Special Report: Fundraising 101 Direct Mail
There’s a lot to consider — such as window envelope or closed face;
No. 10, 6-inch-by-9-inch or some other format; live postage or indicia; and, yes, teaser copy or no teaser copy. Think about your audience and the mind space your charity occupies; then put yourself in your readers’ shoes and discover what would pull them in. So when you’ve got that done, it’s time to tackle the letter, right? Uh, not yet.
Rookie Mistake No. 3 — Overlooking the response device
Rookies usually write the response-device copy as an afterthought once the letter is done. Bad idea. Before you start your letter, you want to be clear on where it will lead your readers — and it should lead directly to the response device. Think about the format of your response device. Will it be perfed off the letter or freestanding? What’s the size? Will you include financial-data pie charts, testimonial quotes or other credibility builders?
And when it comes to copy, refer to your plan. You want your call to action to be direct and clear, and to highlight one or more specific reasons to give now. This is vital. A good response device not only asks for the donation, but also reinforces the reasons to give.

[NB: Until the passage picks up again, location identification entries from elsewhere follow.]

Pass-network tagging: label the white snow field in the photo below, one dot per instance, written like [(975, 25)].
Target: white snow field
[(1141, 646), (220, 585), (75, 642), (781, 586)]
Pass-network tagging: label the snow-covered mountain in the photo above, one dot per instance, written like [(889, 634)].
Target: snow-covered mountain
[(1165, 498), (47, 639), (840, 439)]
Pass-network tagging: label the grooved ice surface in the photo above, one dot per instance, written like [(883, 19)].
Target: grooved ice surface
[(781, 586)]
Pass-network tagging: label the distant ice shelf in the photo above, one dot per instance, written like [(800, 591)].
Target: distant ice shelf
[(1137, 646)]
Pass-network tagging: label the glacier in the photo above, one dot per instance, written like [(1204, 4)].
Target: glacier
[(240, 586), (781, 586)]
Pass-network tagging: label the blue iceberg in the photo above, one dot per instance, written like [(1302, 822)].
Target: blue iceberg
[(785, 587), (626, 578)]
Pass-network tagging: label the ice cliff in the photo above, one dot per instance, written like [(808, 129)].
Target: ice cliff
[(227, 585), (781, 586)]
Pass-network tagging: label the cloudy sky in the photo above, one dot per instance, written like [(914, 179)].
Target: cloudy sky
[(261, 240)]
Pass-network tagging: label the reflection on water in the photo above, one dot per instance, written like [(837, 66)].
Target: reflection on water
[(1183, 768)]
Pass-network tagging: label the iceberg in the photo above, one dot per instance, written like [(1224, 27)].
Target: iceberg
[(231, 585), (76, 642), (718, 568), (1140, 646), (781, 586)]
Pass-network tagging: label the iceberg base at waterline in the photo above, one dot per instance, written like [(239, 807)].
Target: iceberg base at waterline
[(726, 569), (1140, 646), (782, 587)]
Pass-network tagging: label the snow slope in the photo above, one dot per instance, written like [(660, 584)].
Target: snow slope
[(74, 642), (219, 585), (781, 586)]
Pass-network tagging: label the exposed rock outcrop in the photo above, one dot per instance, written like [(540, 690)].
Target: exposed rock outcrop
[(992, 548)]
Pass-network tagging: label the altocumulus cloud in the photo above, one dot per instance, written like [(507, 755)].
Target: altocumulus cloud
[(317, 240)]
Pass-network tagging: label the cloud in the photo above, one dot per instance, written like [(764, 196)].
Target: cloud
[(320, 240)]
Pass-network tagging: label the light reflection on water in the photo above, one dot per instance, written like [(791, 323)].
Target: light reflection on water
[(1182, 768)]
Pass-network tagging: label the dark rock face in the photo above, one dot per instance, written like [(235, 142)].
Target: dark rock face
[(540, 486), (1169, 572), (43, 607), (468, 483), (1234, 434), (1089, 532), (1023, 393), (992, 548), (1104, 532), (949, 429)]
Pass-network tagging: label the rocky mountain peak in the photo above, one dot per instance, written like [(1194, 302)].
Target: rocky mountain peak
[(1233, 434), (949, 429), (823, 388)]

Actually, there are two schools of thought on whether to work out the response device or the carrier first. Both components are critical to the
success of your appeal, so decide for yourself. The point is, doing these first makes it easier to write the letter. Why? Because now you know exactly where the goal line is.
Rookie Mistake No. 4 — Failing to consider donor benefits
Benefits? In fundraising letters? Absolutely. While copywriters tend to think of benefits only in business-to-business or consumer promotions, the fact is that benefits motivate donors to give.